Results and Discussion
Sulfur application significantly increased shoot dry weight, root dry weight, leaf area, and canola grain weight compared to conditions without sulfur application (48.8% increase in shoot weight, 28.1% in root weight, 15.7% in leaf area, and 51.3% increase in grain weight). Grain weight had a correlation of 0.94** with grain sulfur uptake and 0.9** with shoot sulfur uptake. Therefore, the growth characteristics of roots, shoots, and sulfur concentration in shoots and seeds have a significant impact on grain weight. Application of selenium from selenate source resulted in higher selenium absorption in shoots and canola grain compared to selenite source. In grain, sulfur application increased selenium absorption from both sources.

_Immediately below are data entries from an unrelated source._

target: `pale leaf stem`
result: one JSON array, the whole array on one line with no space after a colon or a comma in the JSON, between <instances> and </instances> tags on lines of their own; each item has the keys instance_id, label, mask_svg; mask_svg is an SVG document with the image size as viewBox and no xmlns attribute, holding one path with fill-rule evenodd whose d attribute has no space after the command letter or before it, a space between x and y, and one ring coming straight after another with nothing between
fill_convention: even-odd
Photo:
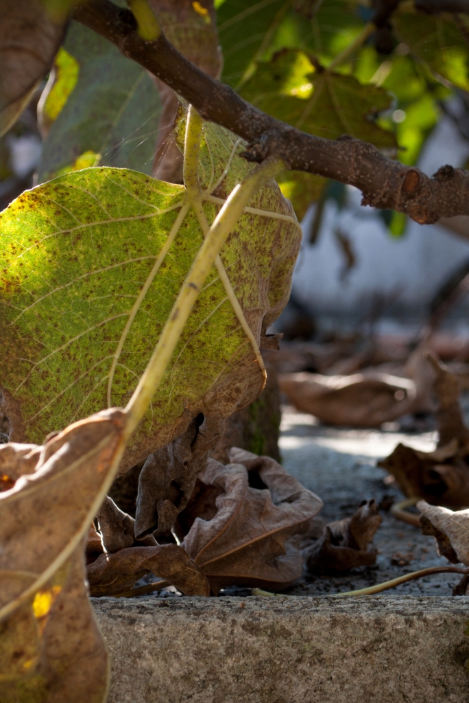
<instances>
[{"instance_id":1,"label":"pale leaf stem","mask_svg":"<svg viewBox=\"0 0 469 703\"><path fill-rule=\"evenodd\" d=\"M183 284L154 352L127 405L127 437L145 415L166 372L199 292L230 232L255 193L271 178L278 175L282 169L284 169L283 160L266 159L251 171L242 183L233 188L216 216Z\"/></svg>"}]
</instances>

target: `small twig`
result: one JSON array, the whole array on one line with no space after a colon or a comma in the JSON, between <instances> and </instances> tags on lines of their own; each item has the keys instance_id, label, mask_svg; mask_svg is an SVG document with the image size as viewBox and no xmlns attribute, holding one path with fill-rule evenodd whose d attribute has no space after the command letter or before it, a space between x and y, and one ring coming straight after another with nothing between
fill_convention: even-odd
<instances>
[{"instance_id":1,"label":"small twig","mask_svg":"<svg viewBox=\"0 0 469 703\"><path fill-rule=\"evenodd\" d=\"M391 581L385 581L383 583L370 586L367 588L359 588L357 591L346 591L343 593L329 593L328 595L334 596L373 595L374 593L381 593L382 591L393 588L395 586L400 586L401 583L405 583L408 581L414 581L416 579L421 579L424 576L432 576L433 574L462 574L464 575L469 574L469 569L460 569L458 567L430 567L428 569L421 569L420 571L399 576Z\"/></svg>"},{"instance_id":2,"label":"small twig","mask_svg":"<svg viewBox=\"0 0 469 703\"><path fill-rule=\"evenodd\" d=\"M403 522L407 522L409 525L414 525L416 527L420 527L420 520L418 520L418 515L412 515L411 512L407 512L406 508L410 508L411 505L415 505L418 501L421 501L421 498L407 498L405 501L399 501L399 503L395 503L391 505L391 513L395 517L397 517L398 520L402 520Z\"/></svg>"},{"instance_id":3,"label":"small twig","mask_svg":"<svg viewBox=\"0 0 469 703\"><path fill-rule=\"evenodd\" d=\"M395 586L400 586L408 581L415 581L416 579L421 579L424 576L432 576L434 574L462 574L466 575L469 574L469 568L461 569L458 567L430 567L428 569L421 569L418 572L412 572L411 574L406 574L404 576L399 576L397 579L391 581L385 581L383 583L376 583L376 586L370 586L366 588L359 588L357 591L346 591L343 593L327 593L328 596L334 597L343 595L373 595L374 593L381 593L383 591L388 591L388 588L393 588ZM286 593L272 593L269 591L263 591L262 588L253 588L253 595L267 595L267 596L282 596L283 598L293 598L294 595Z\"/></svg>"},{"instance_id":4,"label":"small twig","mask_svg":"<svg viewBox=\"0 0 469 703\"><path fill-rule=\"evenodd\" d=\"M429 178L359 139L325 139L301 132L210 78L179 53L164 32L154 41L145 41L131 13L109 0L79 0L73 16L166 83L204 120L221 124L249 142L244 155L249 160L275 157L283 160L286 168L350 183L362 191L364 205L404 212L421 224L469 214L467 172L443 166Z\"/></svg>"}]
</instances>

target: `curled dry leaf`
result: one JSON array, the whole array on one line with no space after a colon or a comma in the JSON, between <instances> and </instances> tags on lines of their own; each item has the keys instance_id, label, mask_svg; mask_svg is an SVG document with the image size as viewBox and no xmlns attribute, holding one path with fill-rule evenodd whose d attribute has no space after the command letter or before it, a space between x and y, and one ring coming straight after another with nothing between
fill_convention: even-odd
<instances>
[{"instance_id":1,"label":"curled dry leaf","mask_svg":"<svg viewBox=\"0 0 469 703\"><path fill-rule=\"evenodd\" d=\"M107 654L88 602L84 541L115 470L124 414L105 411L44 446L0 446L0 699L101 703ZM25 647L23 649L23 647ZM25 652L18 659L18 652Z\"/></svg>"},{"instance_id":2,"label":"curled dry leaf","mask_svg":"<svg viewBox=\"0 0 469 703\"><path fill-rule=\"evenodd\" d=\"M183 546L213 593L230 585L287 588L301 575L303 557L289 538L308 529L322 501L276 461L232 448L233 463L209 459L194 500L178 517Z\"/></svg>"},{"instance_id":3,"label":"curled dry leaf","mask_svg":"<svg viewBox=\"0 0 469 703\"><path fill-rule=\"evenodd\" d=\"M293 405L329 425L379 427L413 408L415 384L389 374L324 376L318 373L279 375L280 389Z\"/></svg>"},{"instance_id":4,"label":"curled dry leaf","mask_svg":"<svg viewBox=\"0 0 469 703\"><path fill-rule=\"evenodd\" d=\"M138 539L156 531L171 529L185 507L197 474L218 443L225 419L199 415L185 432L150 454L138 479L136 536Z\"/></svg>"},{"instance_id":5,"label":"curled dry leaf","mask_svg":"<svg viewBox=\"0 0 469 703\"><path fill-rule=\"evenodd\" d=\"M427 359L436 373L437 447L425 452L399 444L378 465L395 477L409 498L454 508L469 505L469 430L459 407L458 381L434 354L428 354Z\"/></svg>"},{"instance_id":6,"label":"curled dry leaf","mask_svg":"<svg viewBox=\"0 0 469 703\"><path fill-rule=\"evenodd\" d=\"M40 0L1 0L0 17L1 135L18 118L51 68L64 37L66 16L51 17Z\"/></svg>"},{"instance_id":7,"label":"curled dry leaf","mask_svg":"<svg viewBox=\"0 0 469 703\"><path fill-rule=\"evenodd\" d=\"M210 595L204 572L176 544L127 548L114 554L102 554L86 567L90 591L95 596L121 593L150 572L185 595Z\"/></svg>"},{"instance_id":8,"label":"curled dry leaf","mask_svg":"<svg viewBox=\"0 0 469 703\"><path fill-rule=\"evenodd\" d=\"M333 574L374 564L377 552L369 551L368 545L381 522L374 500L363 501L352 517L329 522L309 550L308 570L313 574Z\"/></svg>"},{"instance_id":9,"label":"curled dry leaf","mask_svg":"<svg viewBox=\"0 0 469 703\"><path fill-rule=\"evenodd\" d=\"M469 509L453 511L426 501L419 501L417 508L422 532L433 535L438 553L451 564L461 562L469 566Z\"/></svg>"},{"instance_id":10,"label":"curled dry leaf","mask_svg":"<svg viewBox=\"0 0 469 703\"><path fill-rule=\"evenodd\" d=\"M96 518L101 534L100 541L106 552L112 554L119 549L131 547L135 544L135 520L118 508L109 496L106 496L104 499L96 514ZM95 531L95 534L98 536ZM156 545L157 541L154 537L148 535L138 543L140 546L145 545L151 547Z\"/></svg>"}]
</instances>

Grain sulfur uptake had a correlation of -0.42** with seed selenium concentration, 0.94** with seed weight, 0.86** with shoot sulfur concentration, -0.43* with shoot selenium concentration, 0.87** with shoot sulfur uptake, 0.7** with shoot weight, 0.69** with leaf area, and 0.83** with root weight. The highest grain selenium concentration was observed at the rate of 60 μg kg-1 from selenate source (0.48 mg kg-1). If increasing the selenium concentration of the grain is desired for enrichment purposes (from 0.12 μg g-1 in the sulfur-free and selenium-free treatments), a sulfur treatment of 20 mg kg-1 and a selenate content of 60 μg kg-1 could be considered to achieve a concentration of 0.42 μg g-1. This is because the grain weight of this treatment (3.87 g pot-1) was closest to the high levels of grain weight in the sulfur treatment of 20 mg kg-1 and selenium-free condition (4.32 g pot-1).
Conclusion
Grain selenium concentrations of 0.10-0.11 mg kg-1 and sulfur concentrations of 0.325-0.33% produced suitable canola yield. The highest canola grain weight was obtained with a concentration of 19.86 mg kg-1 sulfur and 0.0267 mg kg-1 selenium in the soil.